### Nashville Traffic Stops
#### Prediction with cleaned data
This notebook will used the sample of cleaned Nashville traffic stop data to make predictions about outcomes, which can include citations, searches, arrests, and hits (i.e., successful searches). <span style="color:blue">Here we are just going to try to predict whether or not the stop resulted in a citation.</span> Citations are a reasonably common outcome for traffic stops (as oppposed to searches, which are actually pretty rare). We will use following algorithms to predict whether or not a driver was cited and see how they compare.
* k-nearest neighbors (which featured in a [project](https://github.com/data-8/materials-fa23/blob/main/project/project3/project3.ipynb) for Data 8 on classifying movies from their transcribed text
* logistic regression


Lab 14 will cover other classifiers (Support Vector Machines and Decision Tree- based models). Remember to split the data before fitting any kind of model, including standard scaler (and, later on, text featurization). You do not want to overfit by scaling or featurizing on both training and validation/test sets.

In [None]:
# dependencies

import pandas as pd
import numpy as np
import matplotlib.pyplot as plt
%matplotlib inline
!pip install scikit-learn
from sklearn.preprocessing import StandardScaler
from sklearn.model_selection import train_test_split
from sklearn.linear_model import Ridge, Lasso, LinearRegression
from sklearn.model_selection import KFold
# from sklearn.decomposition import PCA
import sklearn.linear_model as linear
import sklearn.svm as svm
import sklearn.tree as tree
import sklearn.ensemble as ensemble
import sklearn.neighbors as neighbors
import sklearn.metrics as metrics

import seaborn as sns

!pip install plotly
import plotly.offline as py
py.init_notebook_mode(connected=True)
import plotly.graph_objs as go
import plotly.figure_factory as ff
from IPython.display import display, HTML # makes the output in Jupyter notebook pretty

# set the random seed so that results reproduce
np.random.seed(10)

In [None]:
# load the data
path = "https://github.com/ds-modules/data/raw/main/nashville_cleaned_sample.csv"
cleaned_stops = 
...

In [None]:
# list the columns and check the proportion of NaNs for each variable
pd.options.display.float_format = '{:.8f}'.format # use 8 decimal places and not scientific notation for float
...

In [None]:
# what proportion of stops result in a citation?
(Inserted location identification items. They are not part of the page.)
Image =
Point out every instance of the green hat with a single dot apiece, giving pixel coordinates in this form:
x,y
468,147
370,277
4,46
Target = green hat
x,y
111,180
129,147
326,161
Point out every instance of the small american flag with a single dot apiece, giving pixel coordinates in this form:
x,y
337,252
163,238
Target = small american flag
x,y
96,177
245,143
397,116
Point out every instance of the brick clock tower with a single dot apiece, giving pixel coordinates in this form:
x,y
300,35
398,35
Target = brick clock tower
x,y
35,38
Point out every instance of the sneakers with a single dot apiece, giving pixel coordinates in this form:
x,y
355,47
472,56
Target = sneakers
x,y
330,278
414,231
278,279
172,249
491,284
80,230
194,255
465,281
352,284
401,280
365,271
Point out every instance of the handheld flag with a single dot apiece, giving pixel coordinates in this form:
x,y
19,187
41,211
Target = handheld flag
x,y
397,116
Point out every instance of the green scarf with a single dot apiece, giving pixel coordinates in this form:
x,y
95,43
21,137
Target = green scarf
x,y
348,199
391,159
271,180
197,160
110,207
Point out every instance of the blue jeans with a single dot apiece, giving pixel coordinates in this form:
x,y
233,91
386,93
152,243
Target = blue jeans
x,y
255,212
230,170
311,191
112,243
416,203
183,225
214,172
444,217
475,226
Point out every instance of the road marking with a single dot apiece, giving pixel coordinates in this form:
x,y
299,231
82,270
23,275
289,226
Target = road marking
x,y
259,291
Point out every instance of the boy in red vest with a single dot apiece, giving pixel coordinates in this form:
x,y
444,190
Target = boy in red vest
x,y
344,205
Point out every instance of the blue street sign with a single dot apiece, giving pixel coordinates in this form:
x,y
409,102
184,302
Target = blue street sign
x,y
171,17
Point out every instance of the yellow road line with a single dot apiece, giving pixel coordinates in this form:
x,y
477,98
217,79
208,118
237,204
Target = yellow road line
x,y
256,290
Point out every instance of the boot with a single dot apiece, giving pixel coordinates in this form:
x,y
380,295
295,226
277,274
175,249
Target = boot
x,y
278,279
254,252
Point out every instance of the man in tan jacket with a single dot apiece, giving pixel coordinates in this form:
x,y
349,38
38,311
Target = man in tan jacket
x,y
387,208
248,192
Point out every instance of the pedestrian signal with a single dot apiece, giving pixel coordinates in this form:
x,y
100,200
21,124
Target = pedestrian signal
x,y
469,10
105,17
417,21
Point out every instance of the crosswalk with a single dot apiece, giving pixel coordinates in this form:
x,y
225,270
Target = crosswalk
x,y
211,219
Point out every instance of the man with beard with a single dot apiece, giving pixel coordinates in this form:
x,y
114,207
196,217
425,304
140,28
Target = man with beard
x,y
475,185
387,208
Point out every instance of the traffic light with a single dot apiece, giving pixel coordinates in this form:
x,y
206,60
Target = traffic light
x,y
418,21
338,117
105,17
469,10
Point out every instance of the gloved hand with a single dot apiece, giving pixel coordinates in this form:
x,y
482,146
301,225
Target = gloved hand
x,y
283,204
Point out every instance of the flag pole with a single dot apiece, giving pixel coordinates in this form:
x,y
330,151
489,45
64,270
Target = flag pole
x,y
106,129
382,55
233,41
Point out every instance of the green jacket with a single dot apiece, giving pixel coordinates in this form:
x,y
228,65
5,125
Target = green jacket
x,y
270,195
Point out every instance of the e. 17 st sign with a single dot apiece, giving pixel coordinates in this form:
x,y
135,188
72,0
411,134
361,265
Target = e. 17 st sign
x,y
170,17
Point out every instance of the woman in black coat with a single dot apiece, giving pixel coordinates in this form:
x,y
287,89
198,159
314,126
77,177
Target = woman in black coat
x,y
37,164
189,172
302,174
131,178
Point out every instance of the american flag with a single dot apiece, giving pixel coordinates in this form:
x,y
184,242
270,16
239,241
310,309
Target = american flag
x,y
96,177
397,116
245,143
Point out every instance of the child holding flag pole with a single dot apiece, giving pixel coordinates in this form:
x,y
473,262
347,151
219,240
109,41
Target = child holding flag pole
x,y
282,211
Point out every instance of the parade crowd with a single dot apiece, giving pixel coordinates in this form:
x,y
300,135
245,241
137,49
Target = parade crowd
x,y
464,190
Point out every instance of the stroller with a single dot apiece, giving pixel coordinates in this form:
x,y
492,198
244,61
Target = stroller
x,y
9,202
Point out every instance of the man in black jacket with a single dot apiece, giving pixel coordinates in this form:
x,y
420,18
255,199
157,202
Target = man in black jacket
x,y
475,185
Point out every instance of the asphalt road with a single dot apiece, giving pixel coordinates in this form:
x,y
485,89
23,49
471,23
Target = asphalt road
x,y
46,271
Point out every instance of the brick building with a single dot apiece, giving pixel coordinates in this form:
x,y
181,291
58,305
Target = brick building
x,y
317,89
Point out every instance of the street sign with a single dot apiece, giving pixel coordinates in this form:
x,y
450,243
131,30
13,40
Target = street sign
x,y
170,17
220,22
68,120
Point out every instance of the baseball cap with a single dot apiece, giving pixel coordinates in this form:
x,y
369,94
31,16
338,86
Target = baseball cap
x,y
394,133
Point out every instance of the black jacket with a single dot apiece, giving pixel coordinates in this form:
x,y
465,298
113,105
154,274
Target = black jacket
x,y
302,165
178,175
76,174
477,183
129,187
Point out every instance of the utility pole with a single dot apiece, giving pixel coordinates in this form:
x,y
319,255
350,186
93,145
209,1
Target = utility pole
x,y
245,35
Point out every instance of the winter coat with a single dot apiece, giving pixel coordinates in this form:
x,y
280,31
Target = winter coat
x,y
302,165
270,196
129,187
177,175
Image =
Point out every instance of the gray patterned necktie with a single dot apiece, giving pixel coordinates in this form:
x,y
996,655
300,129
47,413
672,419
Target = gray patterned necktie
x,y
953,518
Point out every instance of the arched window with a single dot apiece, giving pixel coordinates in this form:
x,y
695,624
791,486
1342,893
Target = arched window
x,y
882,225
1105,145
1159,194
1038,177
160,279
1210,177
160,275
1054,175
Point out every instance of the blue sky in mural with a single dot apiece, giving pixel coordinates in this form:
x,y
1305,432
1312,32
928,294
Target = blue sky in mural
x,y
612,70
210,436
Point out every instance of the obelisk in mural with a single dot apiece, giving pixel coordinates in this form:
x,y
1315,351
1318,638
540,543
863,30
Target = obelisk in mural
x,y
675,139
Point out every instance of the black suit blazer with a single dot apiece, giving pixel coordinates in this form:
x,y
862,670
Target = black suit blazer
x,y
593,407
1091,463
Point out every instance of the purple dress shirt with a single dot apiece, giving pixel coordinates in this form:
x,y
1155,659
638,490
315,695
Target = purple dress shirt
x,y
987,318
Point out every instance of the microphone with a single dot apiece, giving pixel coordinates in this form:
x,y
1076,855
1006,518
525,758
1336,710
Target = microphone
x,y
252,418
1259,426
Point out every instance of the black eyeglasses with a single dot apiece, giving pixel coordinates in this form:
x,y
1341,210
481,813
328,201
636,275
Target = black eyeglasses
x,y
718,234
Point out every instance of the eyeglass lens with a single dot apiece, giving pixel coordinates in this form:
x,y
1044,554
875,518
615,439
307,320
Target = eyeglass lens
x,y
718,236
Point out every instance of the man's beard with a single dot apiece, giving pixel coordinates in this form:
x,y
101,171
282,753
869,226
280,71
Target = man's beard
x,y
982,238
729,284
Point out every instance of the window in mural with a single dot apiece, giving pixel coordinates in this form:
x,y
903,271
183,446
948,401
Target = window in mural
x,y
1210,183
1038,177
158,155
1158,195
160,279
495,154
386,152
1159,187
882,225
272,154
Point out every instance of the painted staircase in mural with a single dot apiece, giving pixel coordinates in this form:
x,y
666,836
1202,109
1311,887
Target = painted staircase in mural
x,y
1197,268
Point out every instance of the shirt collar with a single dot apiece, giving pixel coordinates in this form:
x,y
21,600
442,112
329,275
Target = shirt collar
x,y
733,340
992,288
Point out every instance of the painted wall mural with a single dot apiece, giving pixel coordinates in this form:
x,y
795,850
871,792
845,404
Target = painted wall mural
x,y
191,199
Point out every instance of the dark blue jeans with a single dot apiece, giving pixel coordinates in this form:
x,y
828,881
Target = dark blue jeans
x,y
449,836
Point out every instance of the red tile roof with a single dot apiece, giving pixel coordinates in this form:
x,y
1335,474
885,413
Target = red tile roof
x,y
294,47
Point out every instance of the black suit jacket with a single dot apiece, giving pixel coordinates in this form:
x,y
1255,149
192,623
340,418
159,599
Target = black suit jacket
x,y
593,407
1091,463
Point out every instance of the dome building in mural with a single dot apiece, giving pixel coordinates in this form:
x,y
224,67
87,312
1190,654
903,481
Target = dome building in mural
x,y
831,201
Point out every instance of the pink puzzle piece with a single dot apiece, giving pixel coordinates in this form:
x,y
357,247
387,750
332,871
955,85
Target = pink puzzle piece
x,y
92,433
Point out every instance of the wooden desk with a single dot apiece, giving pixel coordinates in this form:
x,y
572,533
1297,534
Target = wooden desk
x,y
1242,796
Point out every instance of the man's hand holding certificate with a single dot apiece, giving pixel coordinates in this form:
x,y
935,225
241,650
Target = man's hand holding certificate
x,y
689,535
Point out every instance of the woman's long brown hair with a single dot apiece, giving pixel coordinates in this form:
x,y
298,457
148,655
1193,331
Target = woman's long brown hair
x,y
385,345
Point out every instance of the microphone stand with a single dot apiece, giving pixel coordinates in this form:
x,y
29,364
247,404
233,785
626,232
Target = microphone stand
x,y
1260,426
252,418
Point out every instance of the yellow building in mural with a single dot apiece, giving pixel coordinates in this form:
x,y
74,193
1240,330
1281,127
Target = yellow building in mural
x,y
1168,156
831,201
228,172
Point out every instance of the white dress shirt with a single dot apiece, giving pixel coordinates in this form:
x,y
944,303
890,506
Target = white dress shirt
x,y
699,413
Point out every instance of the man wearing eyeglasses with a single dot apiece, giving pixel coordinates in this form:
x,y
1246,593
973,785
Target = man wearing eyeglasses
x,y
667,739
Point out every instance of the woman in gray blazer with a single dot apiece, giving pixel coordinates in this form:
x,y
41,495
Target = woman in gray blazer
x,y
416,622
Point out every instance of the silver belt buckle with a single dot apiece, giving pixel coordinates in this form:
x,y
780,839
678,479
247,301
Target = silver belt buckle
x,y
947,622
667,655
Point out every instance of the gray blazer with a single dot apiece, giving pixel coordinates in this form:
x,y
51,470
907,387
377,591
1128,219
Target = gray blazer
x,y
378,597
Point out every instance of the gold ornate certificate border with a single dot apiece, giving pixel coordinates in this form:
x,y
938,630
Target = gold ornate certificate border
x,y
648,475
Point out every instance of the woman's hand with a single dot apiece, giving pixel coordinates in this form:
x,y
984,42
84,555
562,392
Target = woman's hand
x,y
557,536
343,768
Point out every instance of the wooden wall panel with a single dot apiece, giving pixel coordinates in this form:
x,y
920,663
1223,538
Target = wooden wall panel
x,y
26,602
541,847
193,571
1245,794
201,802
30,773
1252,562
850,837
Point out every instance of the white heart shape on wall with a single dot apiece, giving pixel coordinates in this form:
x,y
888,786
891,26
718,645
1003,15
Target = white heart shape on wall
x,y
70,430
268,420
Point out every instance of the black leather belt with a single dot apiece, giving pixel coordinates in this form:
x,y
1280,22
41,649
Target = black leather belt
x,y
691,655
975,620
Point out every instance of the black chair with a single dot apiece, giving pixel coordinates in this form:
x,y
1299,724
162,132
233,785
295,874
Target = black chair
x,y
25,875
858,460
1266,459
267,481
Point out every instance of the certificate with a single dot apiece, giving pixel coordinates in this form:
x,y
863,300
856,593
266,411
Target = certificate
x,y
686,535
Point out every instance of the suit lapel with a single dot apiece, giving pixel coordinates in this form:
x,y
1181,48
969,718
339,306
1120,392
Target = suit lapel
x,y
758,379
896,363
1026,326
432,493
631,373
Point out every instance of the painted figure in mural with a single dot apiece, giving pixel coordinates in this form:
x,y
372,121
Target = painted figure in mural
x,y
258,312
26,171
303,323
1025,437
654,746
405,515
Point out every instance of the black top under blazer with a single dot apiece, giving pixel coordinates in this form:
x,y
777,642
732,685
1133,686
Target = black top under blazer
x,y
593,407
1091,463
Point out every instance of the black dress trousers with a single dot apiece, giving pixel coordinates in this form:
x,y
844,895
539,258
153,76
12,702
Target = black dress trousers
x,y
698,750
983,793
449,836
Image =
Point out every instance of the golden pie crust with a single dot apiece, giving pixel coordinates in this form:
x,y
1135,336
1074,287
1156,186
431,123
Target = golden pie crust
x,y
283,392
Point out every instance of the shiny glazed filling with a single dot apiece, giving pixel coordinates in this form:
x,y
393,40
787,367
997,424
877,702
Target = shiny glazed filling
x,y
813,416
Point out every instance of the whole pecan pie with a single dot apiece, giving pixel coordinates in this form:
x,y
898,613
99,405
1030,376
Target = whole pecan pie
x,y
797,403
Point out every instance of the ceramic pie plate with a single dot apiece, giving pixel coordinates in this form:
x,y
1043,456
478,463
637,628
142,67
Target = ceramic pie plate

## 1. Prepare the data for use in classification model
Citations are a much more common event than the searches we looked at in the previous lab. They still may be difficult to predict because so much of what determines whether or not a driver gets a citation depends on how the individual police officers use their discretion. We might also wonder whether different populations of drivers (e.g., Black, white) are issued citations at different rates, even without some sort of causal model for why police choose to issue traffic citations.

Before we start we need to do all the preliminary steps to prepare our data.
* select features to be used in our predictive model
* clean the data (to ensure there are no missing observations for our features)
* divide the data into training, validation, and test sets
* scale the features (to prevent the measurement scale from influencing feature importance)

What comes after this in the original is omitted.